O diretor em seu longa anterior O Pecado de Hadewijch focava uma católica que não aceitava uma noviça, sob o
pífio pretexto de que faltava humildade, fazendo com que a jovem se sentisse
arrogante e não merecedora de Deus. Em Camille
Claudel, 1915, a devoção e o seu amor ao propalado Deus pertence ao
irmão tresloucado, ao pregar uma igreja que sustenta como o ser maior clamando
pela humildade, razão pela qual interna a irmã por ter ela um propalado orgulho
do trabalho que lhe causa autossuficiência com ideias próprias e diagnosticada de esquizofrenia. Sua
insanidade é visível, mas a atribuída louca que está internada e sofreu visceralmente é Camille, até morrer aos 79 anos.

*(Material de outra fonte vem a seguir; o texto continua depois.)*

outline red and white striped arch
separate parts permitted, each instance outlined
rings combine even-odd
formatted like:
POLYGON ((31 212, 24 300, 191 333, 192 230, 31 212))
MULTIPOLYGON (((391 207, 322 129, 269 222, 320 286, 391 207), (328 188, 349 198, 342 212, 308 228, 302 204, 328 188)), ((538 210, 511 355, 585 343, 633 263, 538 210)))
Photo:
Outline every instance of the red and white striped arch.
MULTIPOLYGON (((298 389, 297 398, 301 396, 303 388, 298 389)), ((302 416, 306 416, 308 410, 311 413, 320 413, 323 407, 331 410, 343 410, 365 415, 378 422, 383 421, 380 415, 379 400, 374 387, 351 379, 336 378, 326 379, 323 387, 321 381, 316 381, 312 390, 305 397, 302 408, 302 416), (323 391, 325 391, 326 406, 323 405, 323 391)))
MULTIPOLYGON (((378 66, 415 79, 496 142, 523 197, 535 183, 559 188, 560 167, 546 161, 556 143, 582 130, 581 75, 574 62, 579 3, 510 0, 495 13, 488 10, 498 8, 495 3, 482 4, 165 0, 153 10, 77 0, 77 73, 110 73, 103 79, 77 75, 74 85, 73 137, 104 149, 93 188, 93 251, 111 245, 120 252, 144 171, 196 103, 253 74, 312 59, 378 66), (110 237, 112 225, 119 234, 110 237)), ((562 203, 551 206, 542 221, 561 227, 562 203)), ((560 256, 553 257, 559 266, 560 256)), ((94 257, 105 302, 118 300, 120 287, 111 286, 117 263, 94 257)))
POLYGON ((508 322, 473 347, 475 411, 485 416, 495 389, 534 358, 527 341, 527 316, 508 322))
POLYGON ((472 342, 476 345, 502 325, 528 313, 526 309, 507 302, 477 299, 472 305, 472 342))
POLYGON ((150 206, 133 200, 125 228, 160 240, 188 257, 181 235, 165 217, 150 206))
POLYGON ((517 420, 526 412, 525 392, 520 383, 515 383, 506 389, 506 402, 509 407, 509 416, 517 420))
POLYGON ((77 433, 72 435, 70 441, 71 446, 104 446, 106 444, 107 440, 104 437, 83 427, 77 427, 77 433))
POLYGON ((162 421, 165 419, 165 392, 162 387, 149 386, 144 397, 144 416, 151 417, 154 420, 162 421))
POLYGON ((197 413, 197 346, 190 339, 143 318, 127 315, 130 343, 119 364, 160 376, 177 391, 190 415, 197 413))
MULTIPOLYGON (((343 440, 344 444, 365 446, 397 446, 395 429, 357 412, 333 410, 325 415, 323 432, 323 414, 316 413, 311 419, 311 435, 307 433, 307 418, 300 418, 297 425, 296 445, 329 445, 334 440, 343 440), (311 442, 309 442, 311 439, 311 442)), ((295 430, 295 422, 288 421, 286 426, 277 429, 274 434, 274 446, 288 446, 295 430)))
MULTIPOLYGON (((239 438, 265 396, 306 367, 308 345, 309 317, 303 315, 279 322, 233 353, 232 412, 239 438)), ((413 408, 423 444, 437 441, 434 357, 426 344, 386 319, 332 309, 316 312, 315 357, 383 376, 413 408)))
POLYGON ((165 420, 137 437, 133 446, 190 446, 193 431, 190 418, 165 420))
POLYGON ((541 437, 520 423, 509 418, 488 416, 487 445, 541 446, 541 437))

O filme flui por uma dramaticidade de forma autêntica e
demolidora sobre a igreja, basicamente numa época específica como a de 1915, em
plena 1ª. Guerra Mundial. Mostra a busca da redenção que vem com a bela cena do
vento, quando entra no manicômio na cena próxima do final. Outra cena comovente
é o diálogo forte com o médico e sua confissão de dor e perseguição do
ex-amante e também escultor famoso Auguste Rodin, que a destruiu com sua paixão
mentirosa e recheada de falsidades ao romper o romance aos 30 anos, teve obras
e ideias já materializadas virtualmente furtadas pelo grande e decepcionante
amor de sua vida, destruindo-a literalmente e induzindo o irmão em jogá-la naquele
lugar inóspito como um legítimo sepultamento de uma maldita jovem morta-viva,
cheia de alegrias e aspirações.
A reflexão é contundente sobre o catolicismo num mundo de
permanente busca, em que a religião reflete seus preconceitos, contradições e
radicalismo. Ou se fechando dentro dos muros como faz uma igreja retrógrada,
sendo espreitada pela presença marcante da fragilidade humana, através daqueles
seres alijados de um convívio social adequado com familiares. Sobra para todo
mundo na película, diante do olhar forte e a posição firme do diretor sobre as
aberrações religiosas ultrapassadas de proselitismos e epifanias, tanto pelo
fanatismo, como pelo radicalismo exacerbado, bem caracterizado por Dumont neste
magnífico filme sem trilha sonora para deixar mais impactante o clímax de
revolta e ultraje de uma artista excomungada pela família em conluio religioso.